普通のノンフィクション(に近い)物として読んでいれば、ラストの衝撃は計り知れないものだったかもしれません。
だがしかし、こちらは「オチが凄いミステリー」として読み始めてますので、正直に言いますが半分くらい読んだ時点で、小説の骨格、トリック、結末がだいたい予想できました。
ていうか、このトリックは割りと古典の部類に入るものだと思います。

でも面白いのは面白かったです。そこは嘘じゃありません。
トリックと真犯人に気付いてからは「どうやって(自分が予想している)オチにつなげていくのか?自分の推理に整合性があるのか?」の確認作業として読んでいくわけで、それはそれなりに面白いです。ポアロさんやマープルさんは作中こういう心境なんだろうなと。

ただ、どうしても主人公に感情移入出来ない。そこはちょっとどうか?と思います。

やはりフーダニット(誰が犯人?)やハウダニット(どうやって成立したか?)よりホワイダニット(なぜ犯罪を犯さなければならなかったか?)を探っていくミステリーが読みたいです。

横溝さんの「本陣殺人事件」などは

エーー!この人が犯人ーー!

エーー!こんな奇想天外な方法でーー!

エーー!まさか、そんな動機でーー!

の三拍子そろった名作だと思います。

「病院坂の首くくりの家」より「悪魔が来りて笛を吹く」「悪魔の手毬唄」の方が読んでいてズシッと来るんですよ。

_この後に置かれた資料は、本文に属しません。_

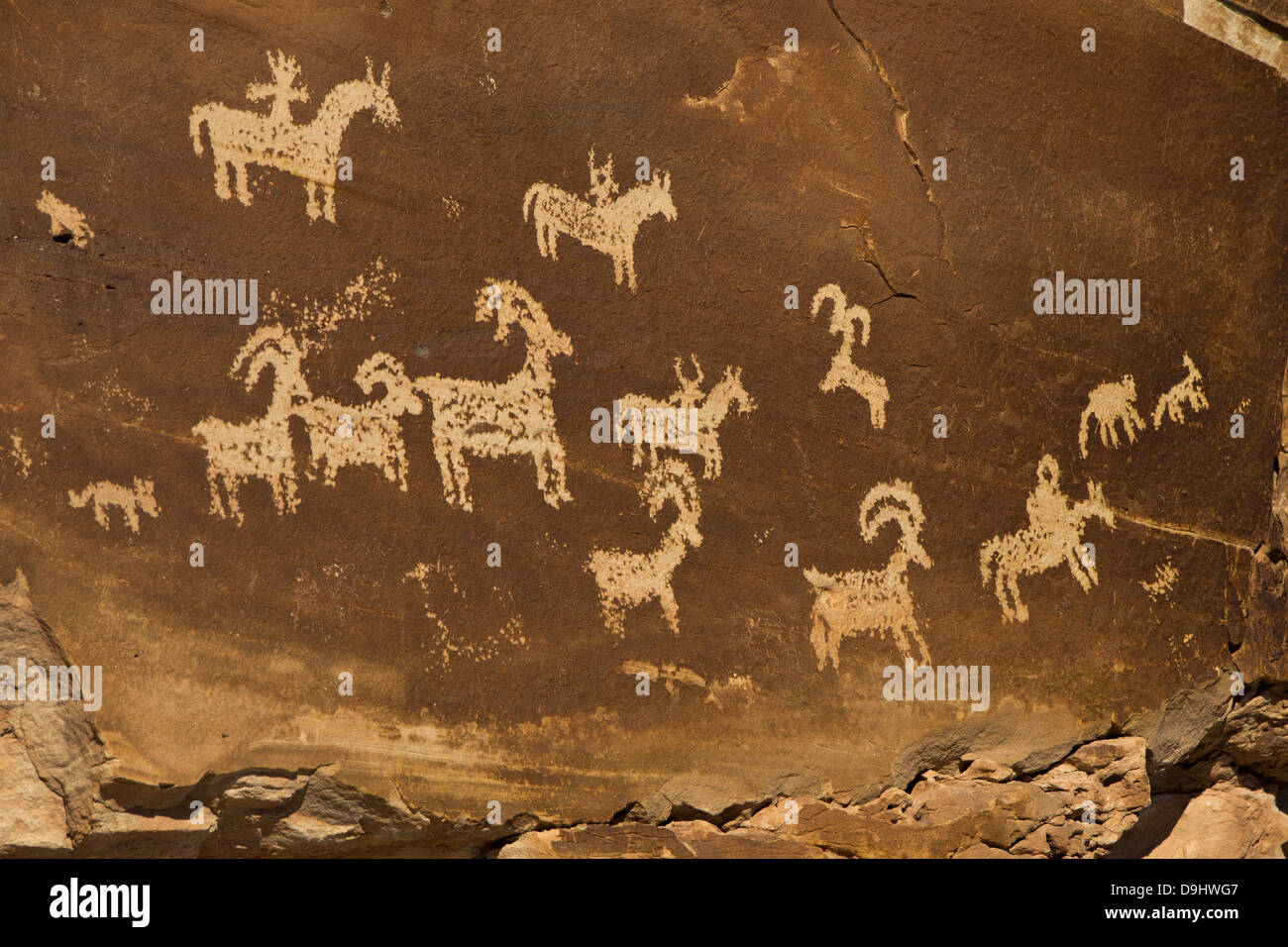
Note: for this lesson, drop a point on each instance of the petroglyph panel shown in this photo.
(375, 526)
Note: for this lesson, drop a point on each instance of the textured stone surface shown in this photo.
(507, 689)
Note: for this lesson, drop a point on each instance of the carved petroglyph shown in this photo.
(1054, 535)
(104, 495)
(608, 224)
(877, 600)
(1164, 579)
(513, 418)
(63, 218)
(844, 372)
(310, 153)
(259, 449)
(627, 579)
(688, 420)
(1111, 403)
(357, 434)
(1188, 390)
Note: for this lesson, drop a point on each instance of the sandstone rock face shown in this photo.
(604, 431)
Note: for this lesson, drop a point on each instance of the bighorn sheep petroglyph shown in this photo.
(261, 447)
(1112, 403)
(309, 153)
(877, 600)
(1186, 390)
(609, 224)
(129, 501)
(688, 420)
(357, 434)
(630, 579)
(510, 418)
(1054, 535)
(844, 372)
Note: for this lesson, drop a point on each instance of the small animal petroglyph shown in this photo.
(103, 495)
(259, 449)
(63, 218)
(1054, 535)
(513, 418)
(357, 434)
(1164, 579)
(608, 224)
(844, 372)
(1111, 403)
(877, 600)
(688, 420)
(310, 153)
(627, 579)
(1185, 392)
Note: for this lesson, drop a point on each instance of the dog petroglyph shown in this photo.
(627, 579)
(877, 600)
(1111, 403)
(513, 418)
(63, 218)
(104, 495)
(1054, 535)
(606, 223)
(844, 372)
(310, 153)
(1188, 390)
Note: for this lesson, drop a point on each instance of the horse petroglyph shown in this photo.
(310, 153)
(1111, 403)
(688, 420)
(1185, 392)
(261, 447)
(627, 579)
(63, 218)
(104, 495)
(844, 372)
(1054, 535)
(606, 223)
(344, 434)
(511, 418)
(877, 600)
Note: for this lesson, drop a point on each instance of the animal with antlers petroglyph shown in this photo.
(511, 418)
(310, 153)
(627, 579)
(104, 493)
(609, 224)
(259, 449)
(688, 420)
(1054, 535)
(359, 434)
(1111, 403)
(844, 372)
(1186, 390)
(876, 600)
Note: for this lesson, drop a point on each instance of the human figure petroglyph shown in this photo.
(310, 153)
(511, 418)
(63, 218)
(104, 495)
(688, 420)
(1054, 535)
(627, 579)
(876, 600)
(357, 434)
(844, 372)
(1111, 403)
(1188, 390)
(259, 449)
(608, 224)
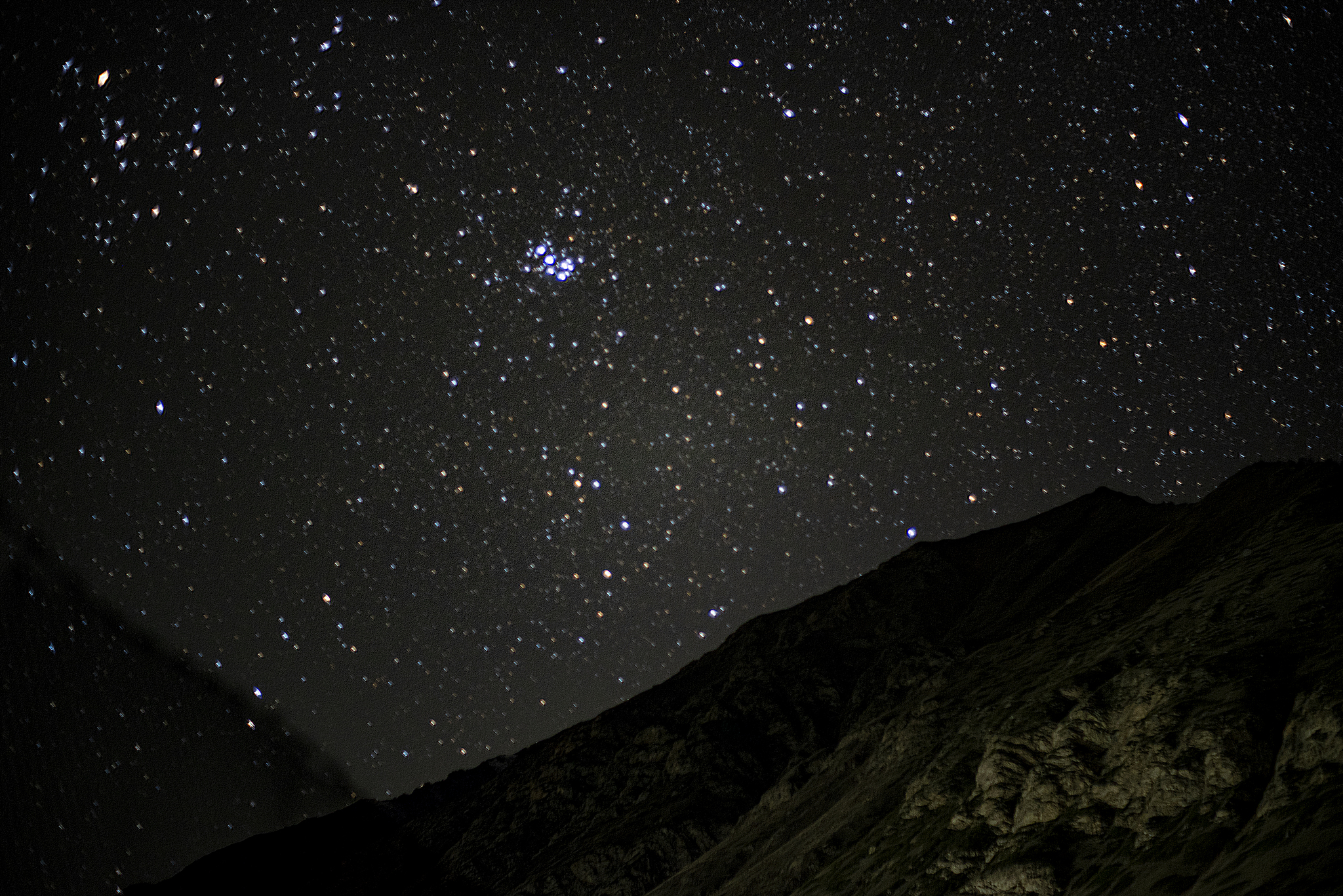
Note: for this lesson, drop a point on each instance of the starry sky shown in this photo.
(443, 378)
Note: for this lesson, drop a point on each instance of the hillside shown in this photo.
(1110, 697)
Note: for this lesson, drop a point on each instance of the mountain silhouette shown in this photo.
(1110, 697)
(121, 761)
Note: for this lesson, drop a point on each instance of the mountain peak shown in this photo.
(1110, 697)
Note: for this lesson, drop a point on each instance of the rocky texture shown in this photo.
(120, 761)
(1111, 697)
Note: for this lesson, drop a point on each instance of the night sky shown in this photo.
(443, 378)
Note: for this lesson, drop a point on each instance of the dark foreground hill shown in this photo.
(117, 758)
(1111, 697)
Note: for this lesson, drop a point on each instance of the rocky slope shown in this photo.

「アクロイド殺し」「スタイルズ荘の怪事件」より「鏡は横にひび割れて」「五匹の子豚」の方がしっとりとした読後感で心に残るわけですよ。

「うわー意外なトリックだー!わかんなかったー」じゃなくて、「あーこの人、こんなこと考えていたんだー、ここが許せなかったんだー!気付かんかったー!」なミステリーが読みたい。